Differentiating Between Tribes and Individuals

The United States tax code distinguishes between the terms “Native American” and “Native American tribe.” Adding the word “tribe” differentiates an individual and a sovereign entity. As a sovereign entity, a tribe governs itself. This means a tribe effectively has all the rights and attributes of a sovereign entity such as a state. As a result, a Native American tribe is not subject to tax. Native American tribes aren’t obligated to pay taxes to the U.S. government, but the same rule doesn’t apply to tribe members. When a tribe, as an entity, earns income, that income is not taxable. However, when a tribe distributes those profits among its members, those members may be individually taxed for those distributions.

Native Americans and Federal Income Tax

Native American tribe members have been granted U.S. citizenship since 1924, and as citizens, these individuals must pay taxes on their incomes. There are some exceptions, just as there are for any type of citizen. For example, Native Americans don’t pay taxes on sources of income that derive from government benefits. This income must represent “general welfare” payments provided for by a governmental program, such as Supplemental Security Income. However, when payments are made in exchange for services of any kind, they become taxable forms of earned income. Native Americans who have earned income must pay federal income tax.

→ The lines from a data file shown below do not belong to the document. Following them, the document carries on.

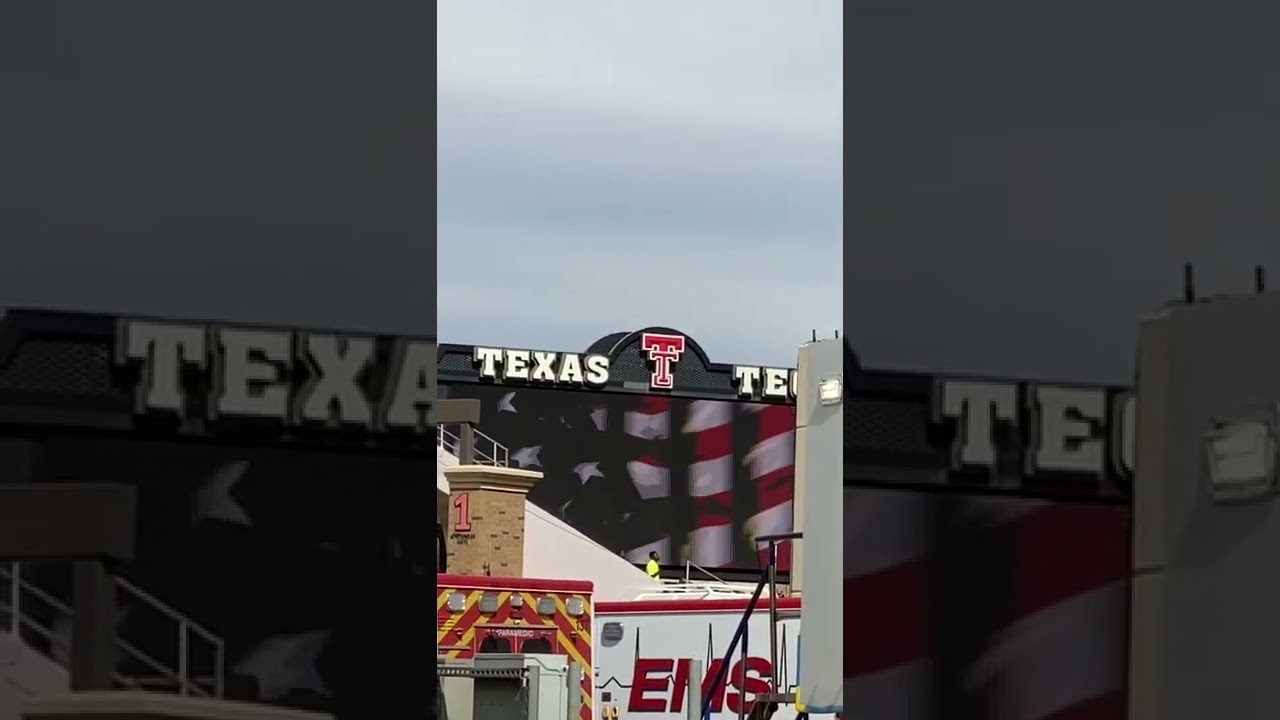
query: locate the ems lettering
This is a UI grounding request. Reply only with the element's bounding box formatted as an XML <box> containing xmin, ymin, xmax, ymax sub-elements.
<box><xmin>627</xmin><ymin>657</ymin><xmax>773</xmax><ymax>712</ymax></box>
<box><xmin>933</xmin><ymin>379</ymin><xmax>1135</xmax><ymax>479</ymax></box>
<box><xmin>640</xmin><ymin>333</ymin><xmax>685</xmax><ymax>389</ymax></box>
<box><xmin>472</xmin><ymin>347</ymin><xmax>609</xmax><ymax>389</ymax></box>
<box><xmin>115</xmin><ymin>320</ymin><xmax>436</xmax><ymax>436</ymax></box>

How State Sales Taxes Apply

As sovereign nations, tribes have certain protections from state governments, including the imposition of sales taxes. States can’t force tribes to collect sales taxes, and tribes can choose to impose their own sales tax (though not all tribes do). As a result, If you purchase goods or services on tribal land, there may or may not be a sales tax. This enables tribes to sell things like tobacco and gasoline much cheaper than competitors across the tribal territorial line, particularly in states that have significant gasoline and tobacco taxes. At least one state—New York—has revised its tax code to allow it to levy sales taxes on tobacco products sold on tribal lands. The state can’t impose the tax on tribe members who purchase these products on their own tribal lands, but it takes the position that it can tax non-tribal members who buy tobacco products on these reservations.

Tribal Casinos and State Taxes

In 1987, the U.S. Supreme Court ruled that tribes could run gaming establishments on their own lands without interference by state governments. Then, in 1988, Congress passed the Indian Gaming Regulatory Act (IGRA), which created the National Indian Gaming Commission and charged it with overseeing casino regulations on tribal lands. While these casinos are often exempt from federal taxes, Native Americans employed by the casinos must pay federal income taxes on their earnings. If the tribes transfer or distribute any of their gaming revenues to their members, these “per capita” payments are subject to federal income tax, as well. While federal taxes apply to individual earnings and payments, some states exempt any payments that come from an individual’s own tribe from state income tax, including distributed gaming revenues. California is an example, though individuals must meet a set of conditions (such as living on tribal lands) to qualify for the exemption.